Saturday, January 4, 2014

Introducing "Babbler" - A new XMPP client library for Java

Abstract

I've had some spare time recently due to my winter holidays and felt like coding something in Java. It turned out I wanted to try some XMPP (standard instant messaging protocol) related stuff… something I've had in mind for quite some time, because apparently nobody has done it yet: A XMPP client library for Java based on JAXB. I call it "Babbler" due to its semantic resemblance to "Jabber" (XMPP's former name).

In the following I want to briefly tell you why, what and how I did it.

Motivation

I've been a long time Smack user. However, there are a few (fundamental) things, which I am not comfortable with. Unfortunately most of these things are embedded so deeply into Smack's core that they can't be just fixed by contributing a patch. In particular, its main drawbacks, which have kept annoying me, are:

  • Smack depends on org.xmlpull.v1.XmlPullParser etc., a library which feels like a leftover from the early 2000s; from times, when there was neither StAX nor JAXB.
    Personally I found it to be very inconvenient to write (your own) XMPP extensions or parse XML from your private XML storage. In contrast, JAXB would be so much easier to work with.
  • XML is generated by String concatenation. In my opinion an old-fashioned and error prone approach. This would also be covered by JAXB.
  • There's no class representing a JID. Every JID is a String, which often led to confusion in our development team, when working with users in general. Sometimes a String is a JID and sometimes it is only the local part (not in Smack, but in our application) and you can't really know, unless you read the documentation.
  • Smack's BOSH implementation is a mess. Let me explain. Apart from some minor bugs (e.g. no proxy support, connection exceptions do not trigger the ConnectionListener), it works! But... the messy part lies more in the big amount of dependencies, which are required:
    • jbosh-0.6.0.jar (66 KB)
    • xlightweb-2.5.jar (411 KB)
    • xSocket-2.4.6.jar (312 KB)
    • xpp3-1.1.3.3.jar (91 KB)
    • dom4j-1.6.1.jar (306 KB)
    And of course the Smack classes for the BOSH extension.
    Altogether it takes up over 1.2 MB, about four times as much as the core smack.jar!
    After spending too much time debugging through all these classes, while trying to implement proxy support for BOSH, I was convinced that it can and should go easier. All these dependencies are way too much, considering that all you actually need for BOSH to work are 2-3 classes: One class that represents the <body/> element and another class which implements the BOSH technique (by simply using java.net.HttpURLConnection); and maybe one more to represent an exception.
  • Extensions could be managed in a better way. (Static initializers, no common design, no common package: some are in the core package, some directly in the smackx package and others in their own package).

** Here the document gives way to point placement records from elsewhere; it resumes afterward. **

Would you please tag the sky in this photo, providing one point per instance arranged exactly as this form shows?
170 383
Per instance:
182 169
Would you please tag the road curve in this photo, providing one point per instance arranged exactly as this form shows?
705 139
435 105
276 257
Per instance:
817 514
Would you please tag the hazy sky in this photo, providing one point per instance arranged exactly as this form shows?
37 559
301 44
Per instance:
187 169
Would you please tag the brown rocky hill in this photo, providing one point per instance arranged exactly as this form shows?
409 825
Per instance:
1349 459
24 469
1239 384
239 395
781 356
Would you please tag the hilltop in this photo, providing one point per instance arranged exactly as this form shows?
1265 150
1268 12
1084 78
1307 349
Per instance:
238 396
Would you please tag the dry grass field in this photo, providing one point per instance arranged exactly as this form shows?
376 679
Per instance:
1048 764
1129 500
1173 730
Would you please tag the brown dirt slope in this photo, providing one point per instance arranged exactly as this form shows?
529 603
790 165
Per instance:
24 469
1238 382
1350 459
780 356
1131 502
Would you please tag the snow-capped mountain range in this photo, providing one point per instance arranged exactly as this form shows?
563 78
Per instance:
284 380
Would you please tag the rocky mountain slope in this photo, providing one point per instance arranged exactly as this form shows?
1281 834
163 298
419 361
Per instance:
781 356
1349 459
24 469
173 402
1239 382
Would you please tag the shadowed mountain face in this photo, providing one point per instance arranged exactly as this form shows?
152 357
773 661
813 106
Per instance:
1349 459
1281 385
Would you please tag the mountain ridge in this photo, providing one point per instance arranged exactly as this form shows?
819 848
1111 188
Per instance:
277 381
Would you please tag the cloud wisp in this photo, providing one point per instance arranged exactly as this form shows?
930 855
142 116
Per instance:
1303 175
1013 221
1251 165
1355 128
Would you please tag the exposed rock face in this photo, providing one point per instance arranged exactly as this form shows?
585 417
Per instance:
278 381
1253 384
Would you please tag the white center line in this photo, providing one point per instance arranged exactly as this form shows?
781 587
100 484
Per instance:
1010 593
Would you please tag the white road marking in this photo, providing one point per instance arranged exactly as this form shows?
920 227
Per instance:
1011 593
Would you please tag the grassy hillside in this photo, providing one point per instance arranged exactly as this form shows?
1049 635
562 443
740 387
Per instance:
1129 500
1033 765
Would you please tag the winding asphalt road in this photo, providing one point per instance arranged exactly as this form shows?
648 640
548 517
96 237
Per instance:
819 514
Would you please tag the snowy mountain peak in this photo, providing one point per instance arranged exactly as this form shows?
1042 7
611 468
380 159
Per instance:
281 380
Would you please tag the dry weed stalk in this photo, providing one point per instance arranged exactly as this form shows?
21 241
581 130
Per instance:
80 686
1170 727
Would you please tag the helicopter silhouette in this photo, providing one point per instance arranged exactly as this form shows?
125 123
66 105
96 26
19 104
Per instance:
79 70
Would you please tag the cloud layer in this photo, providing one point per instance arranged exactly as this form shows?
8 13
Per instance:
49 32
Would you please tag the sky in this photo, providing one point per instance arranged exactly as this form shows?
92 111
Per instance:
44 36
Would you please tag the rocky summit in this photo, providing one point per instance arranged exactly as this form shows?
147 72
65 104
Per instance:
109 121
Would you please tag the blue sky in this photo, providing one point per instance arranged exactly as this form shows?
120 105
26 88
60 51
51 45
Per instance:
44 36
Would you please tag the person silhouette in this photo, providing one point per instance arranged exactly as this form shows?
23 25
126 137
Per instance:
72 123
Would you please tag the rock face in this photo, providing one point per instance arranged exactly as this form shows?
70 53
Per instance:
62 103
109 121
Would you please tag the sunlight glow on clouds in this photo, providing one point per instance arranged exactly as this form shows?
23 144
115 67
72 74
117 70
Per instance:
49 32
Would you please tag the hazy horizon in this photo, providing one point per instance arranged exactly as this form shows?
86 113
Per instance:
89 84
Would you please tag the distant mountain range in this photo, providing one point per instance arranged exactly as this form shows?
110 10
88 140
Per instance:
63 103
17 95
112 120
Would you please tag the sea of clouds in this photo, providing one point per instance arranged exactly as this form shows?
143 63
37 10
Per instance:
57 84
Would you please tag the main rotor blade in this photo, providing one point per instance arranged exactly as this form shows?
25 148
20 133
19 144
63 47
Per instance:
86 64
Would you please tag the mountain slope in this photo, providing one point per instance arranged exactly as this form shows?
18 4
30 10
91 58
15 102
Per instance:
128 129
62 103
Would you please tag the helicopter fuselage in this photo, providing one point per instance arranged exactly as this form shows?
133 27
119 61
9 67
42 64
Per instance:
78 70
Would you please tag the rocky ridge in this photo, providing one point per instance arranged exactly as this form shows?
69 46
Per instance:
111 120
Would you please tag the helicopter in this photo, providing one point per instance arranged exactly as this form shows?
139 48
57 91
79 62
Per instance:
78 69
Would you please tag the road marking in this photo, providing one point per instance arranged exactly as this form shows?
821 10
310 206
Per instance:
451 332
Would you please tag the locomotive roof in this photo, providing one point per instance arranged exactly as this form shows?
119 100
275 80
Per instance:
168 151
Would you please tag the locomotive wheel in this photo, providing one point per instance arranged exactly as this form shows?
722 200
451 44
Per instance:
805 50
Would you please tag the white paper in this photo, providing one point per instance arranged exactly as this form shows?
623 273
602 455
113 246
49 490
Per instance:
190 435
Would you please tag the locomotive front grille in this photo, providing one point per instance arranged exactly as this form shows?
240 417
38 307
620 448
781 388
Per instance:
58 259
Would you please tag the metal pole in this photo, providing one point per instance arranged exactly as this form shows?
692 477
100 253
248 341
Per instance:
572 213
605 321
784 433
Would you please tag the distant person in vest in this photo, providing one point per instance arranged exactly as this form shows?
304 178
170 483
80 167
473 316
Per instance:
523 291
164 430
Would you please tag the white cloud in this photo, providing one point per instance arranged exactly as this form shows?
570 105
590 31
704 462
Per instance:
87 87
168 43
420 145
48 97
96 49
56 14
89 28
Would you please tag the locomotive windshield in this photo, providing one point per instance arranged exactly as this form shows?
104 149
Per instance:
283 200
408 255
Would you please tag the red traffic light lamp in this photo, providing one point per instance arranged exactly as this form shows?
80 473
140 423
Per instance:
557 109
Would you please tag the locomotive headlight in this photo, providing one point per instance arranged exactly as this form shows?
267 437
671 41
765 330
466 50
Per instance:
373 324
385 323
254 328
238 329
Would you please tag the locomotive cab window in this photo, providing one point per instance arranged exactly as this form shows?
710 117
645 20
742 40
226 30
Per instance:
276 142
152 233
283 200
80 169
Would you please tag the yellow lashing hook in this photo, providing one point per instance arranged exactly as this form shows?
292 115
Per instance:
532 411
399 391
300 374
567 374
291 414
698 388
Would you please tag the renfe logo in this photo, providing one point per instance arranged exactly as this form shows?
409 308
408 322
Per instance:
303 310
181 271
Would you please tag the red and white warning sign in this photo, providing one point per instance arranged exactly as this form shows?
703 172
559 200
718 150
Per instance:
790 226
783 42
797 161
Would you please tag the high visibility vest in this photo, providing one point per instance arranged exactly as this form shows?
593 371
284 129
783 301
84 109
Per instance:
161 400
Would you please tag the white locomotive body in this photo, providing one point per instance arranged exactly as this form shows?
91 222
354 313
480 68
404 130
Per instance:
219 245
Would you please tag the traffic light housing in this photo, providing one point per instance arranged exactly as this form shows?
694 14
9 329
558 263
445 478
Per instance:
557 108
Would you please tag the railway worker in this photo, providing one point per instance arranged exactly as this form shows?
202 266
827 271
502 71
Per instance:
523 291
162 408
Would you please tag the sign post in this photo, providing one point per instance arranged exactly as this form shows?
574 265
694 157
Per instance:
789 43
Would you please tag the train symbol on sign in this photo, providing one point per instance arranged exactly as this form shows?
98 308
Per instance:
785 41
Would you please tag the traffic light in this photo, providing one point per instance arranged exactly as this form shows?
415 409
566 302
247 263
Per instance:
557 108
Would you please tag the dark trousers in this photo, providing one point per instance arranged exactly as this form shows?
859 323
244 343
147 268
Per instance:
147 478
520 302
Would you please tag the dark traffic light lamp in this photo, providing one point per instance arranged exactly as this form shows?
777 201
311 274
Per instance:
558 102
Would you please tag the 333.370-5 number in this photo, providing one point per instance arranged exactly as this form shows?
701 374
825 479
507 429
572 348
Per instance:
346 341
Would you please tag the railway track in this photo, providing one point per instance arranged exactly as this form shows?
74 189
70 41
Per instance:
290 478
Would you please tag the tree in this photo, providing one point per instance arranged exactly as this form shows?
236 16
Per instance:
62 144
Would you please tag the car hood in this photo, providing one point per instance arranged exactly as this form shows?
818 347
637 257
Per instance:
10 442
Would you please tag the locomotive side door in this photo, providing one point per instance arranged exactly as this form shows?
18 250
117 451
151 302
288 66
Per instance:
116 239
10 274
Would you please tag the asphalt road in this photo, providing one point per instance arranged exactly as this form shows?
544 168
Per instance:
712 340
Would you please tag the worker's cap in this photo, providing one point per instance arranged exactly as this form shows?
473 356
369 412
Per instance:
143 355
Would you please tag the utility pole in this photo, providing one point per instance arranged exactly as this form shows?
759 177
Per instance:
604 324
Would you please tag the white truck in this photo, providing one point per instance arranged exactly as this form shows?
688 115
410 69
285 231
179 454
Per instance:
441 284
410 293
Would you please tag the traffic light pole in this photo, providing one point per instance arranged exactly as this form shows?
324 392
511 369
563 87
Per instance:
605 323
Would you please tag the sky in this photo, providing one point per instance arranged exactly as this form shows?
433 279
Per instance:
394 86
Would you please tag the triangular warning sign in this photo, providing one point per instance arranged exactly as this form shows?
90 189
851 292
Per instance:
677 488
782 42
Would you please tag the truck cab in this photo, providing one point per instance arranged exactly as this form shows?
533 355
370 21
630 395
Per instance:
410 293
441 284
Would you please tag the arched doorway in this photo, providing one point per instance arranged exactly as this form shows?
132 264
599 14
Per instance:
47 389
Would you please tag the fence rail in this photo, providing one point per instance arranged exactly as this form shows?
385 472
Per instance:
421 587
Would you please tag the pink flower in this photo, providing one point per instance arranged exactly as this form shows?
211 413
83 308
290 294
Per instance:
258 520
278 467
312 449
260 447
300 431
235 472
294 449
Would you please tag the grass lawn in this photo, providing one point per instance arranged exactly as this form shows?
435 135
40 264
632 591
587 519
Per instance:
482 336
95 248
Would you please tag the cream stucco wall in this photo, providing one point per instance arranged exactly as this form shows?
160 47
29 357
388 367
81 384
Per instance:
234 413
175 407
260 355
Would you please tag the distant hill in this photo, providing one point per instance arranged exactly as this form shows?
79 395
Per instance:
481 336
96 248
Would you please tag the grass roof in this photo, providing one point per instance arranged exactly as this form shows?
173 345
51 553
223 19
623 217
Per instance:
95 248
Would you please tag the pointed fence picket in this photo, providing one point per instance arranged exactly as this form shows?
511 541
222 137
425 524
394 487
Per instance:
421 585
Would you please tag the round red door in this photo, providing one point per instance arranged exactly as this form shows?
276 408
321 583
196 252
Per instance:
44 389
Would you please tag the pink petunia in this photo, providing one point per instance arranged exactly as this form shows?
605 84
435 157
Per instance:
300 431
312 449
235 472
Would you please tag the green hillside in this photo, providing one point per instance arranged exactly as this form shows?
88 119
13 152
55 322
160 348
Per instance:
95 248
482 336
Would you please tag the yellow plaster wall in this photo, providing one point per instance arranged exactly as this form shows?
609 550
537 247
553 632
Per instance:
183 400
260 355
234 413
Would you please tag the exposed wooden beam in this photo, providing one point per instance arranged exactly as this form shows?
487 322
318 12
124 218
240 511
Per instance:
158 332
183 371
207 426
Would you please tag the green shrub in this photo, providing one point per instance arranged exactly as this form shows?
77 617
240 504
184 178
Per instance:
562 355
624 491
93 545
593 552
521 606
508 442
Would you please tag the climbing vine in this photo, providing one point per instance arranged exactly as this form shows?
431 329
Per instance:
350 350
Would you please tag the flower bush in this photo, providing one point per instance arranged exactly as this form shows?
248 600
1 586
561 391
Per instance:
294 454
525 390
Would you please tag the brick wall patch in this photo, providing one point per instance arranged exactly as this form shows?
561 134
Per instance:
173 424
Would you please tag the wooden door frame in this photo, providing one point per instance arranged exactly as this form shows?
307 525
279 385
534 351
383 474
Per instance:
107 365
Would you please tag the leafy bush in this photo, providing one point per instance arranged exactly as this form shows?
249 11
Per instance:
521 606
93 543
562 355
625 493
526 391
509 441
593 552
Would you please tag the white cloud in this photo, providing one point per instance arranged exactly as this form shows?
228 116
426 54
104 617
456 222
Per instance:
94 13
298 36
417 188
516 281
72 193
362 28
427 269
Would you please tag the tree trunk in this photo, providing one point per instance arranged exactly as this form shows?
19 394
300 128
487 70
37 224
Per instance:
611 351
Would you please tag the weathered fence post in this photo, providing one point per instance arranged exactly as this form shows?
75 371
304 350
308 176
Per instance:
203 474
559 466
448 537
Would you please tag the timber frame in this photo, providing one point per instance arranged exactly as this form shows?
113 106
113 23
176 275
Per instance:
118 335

Don't get me wrong, Smack is probably the best Java XMPP library out there (haven't tried any other)! It has good documentation, a community site, supports most important XMPP extensions and there's even an Android port. The parsing limitations are obviously only due to historical reasons.

But why not try to leverage JAXB for XMPP processing? Let's see...

Implementing XMPP with JAXB

The biggest challenge with JAXB in conjunction with XMPP is, that JAXB writes namespace prefixes for each element and also adds each known namespace to the root element, even if it's not needed for a particular stanza.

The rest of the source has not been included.